Каждый четверг у Ханы Ступель столовался один ученик из ломжинской ешивы, граевский мальчишечка лет девяти с красивыми черными глазами и с высоким лбом ученого, настоящего раввина. Хана целые дни была одна в доме и дождаться не могла, когда Фишеле — так звали мальчишечку — придет к ней есть. Хана сидела напротив него за столом и пододвигала ему приготовленные блюда. Она заметила, что Фишеле всегда смотрит на Володины часы и бросает взгляды на другие комнаты. Она догадалась, что он ищет в ее доме детей своего возраста, но понимает, что не должен спрашивать. За ум и деликатность он нравился ей еще больше, и она сказала ему, что, если он хочет, может потрогать часы. Только пусть будет осторожен, чтобы не поломать их. Однако Фишеле не подобало быть пустым мальчишкой, играющим с часами. Он тихо поел, богобоязненно произнес благословение и ушел, оставив в сердце хозяйки печаль: ой, если бы у нее был такой мальчик, такой сладкий, красивый и умный сынок!
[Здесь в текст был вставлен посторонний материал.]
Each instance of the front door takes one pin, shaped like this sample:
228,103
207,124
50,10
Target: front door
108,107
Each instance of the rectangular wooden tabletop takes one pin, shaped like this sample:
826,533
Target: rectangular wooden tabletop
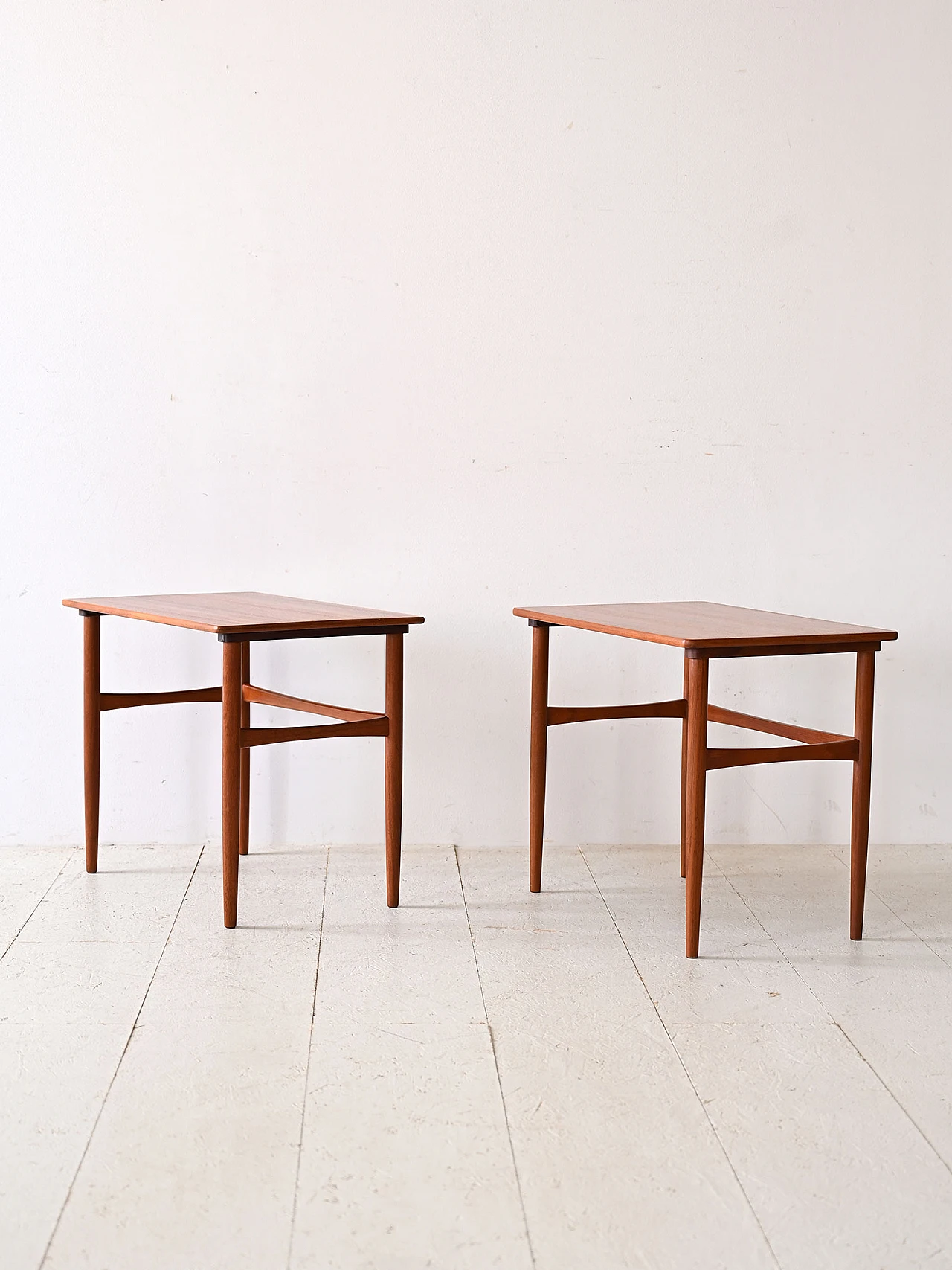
230,612
697,623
Этот ученик приходил каждый четверг утром на завтрак, а два дня в неделю — на обед. На ужин он не хотел приходить, чтобы не слишком отвлекаться от изучения Торы. Хозяйка давала ему с собой мешочек с едой и двадцать грошей, чтобы он мог купить себе, что нужно. Хана расспросила Фишеле, где он ест в другие дни, и он рассказал, что у него есть еще один хороший день — среда у реб Доди Шмулевича. В ешиве заведено, что каждый ученик получает два хороших дня, а остальные — не такие хорошие. Ведь нечестно, чтобы у одного было шесть хороших дней и сытая суббота, а остальные ученики голодали. Хана знала, что Додя Шмулевич должен Ступелям много денег и не отдает долга. Она сказала своему мужу, что, несмотря на это, реб Додя — хороший еврей, Фишеле ест у него досыта. Володя ответил, что у этого Шмулевича семь дней в неделю — праздник, обжираловка, как на свадьбе у помещиков. Там жарят целых быков, служанки день и ночь стоят у плиты, двери не закрываются, гости, гости и снова гости. Разве для Шмулевича имеет значение накормить еще и какого-то мальчика из ешивы?! Однако долги он не оплачивает. Ему уже дважды пролонгировали векселя, и, если он не оплатит их к третьему сроку, будет плохо. Он должен целое состояние.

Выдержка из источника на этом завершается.